Autre grand favori, Soumaïla Cissé, candidat de l’URD. Connu et très bien apprécié dans les arcanes de la haute finance et plus prêt, de l’UEMOA, cet ancien candidat à la présidence de la république, n’est pas en terrain inconnu. Son grand penchant pour la communication, certes beaucoup trop important, pourrait lui jouer encore de très mauvais tours. A croire aux images distillées par les chaînes de télévisions, on baisserait vite les bras devant lui, et l’effet boomerang pourrait l’atteindre de manière dramatique. Le pire, est que cette atroce offensive médiatique, masque mal, très mal l’ampleur du malaise qui traverse son parti depuis le départ du ministre Oumar Ibrahim.

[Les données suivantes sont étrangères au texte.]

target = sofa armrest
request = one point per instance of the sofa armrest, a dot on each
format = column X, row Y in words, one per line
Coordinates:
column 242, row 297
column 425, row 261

Un homme qu’il a personnellement façonné mais qui lui tient superbement la tête. Le ralliement de cet ancien fidèle parmi les fidèles, à IBK, n’est-il pas le signal fort d’un très probable bras de fer ? Soumaila, pour ceux qui ne le savent pas, souffrira réellement des activités politiques que mène en ce moment Oumar Ibrahim Touré pour l’empêcher d’arriver à ses fins. C’est humain, c’est politique. Oumar Ibrahim, le tout nouveau président de l’APR (Alliance Pour la République), n’a pas intérêt au sacre de Soumaila et il fera tout ce qui lui est humainement et politiquement possible, pour que ce scénario n’aboutisse jamais.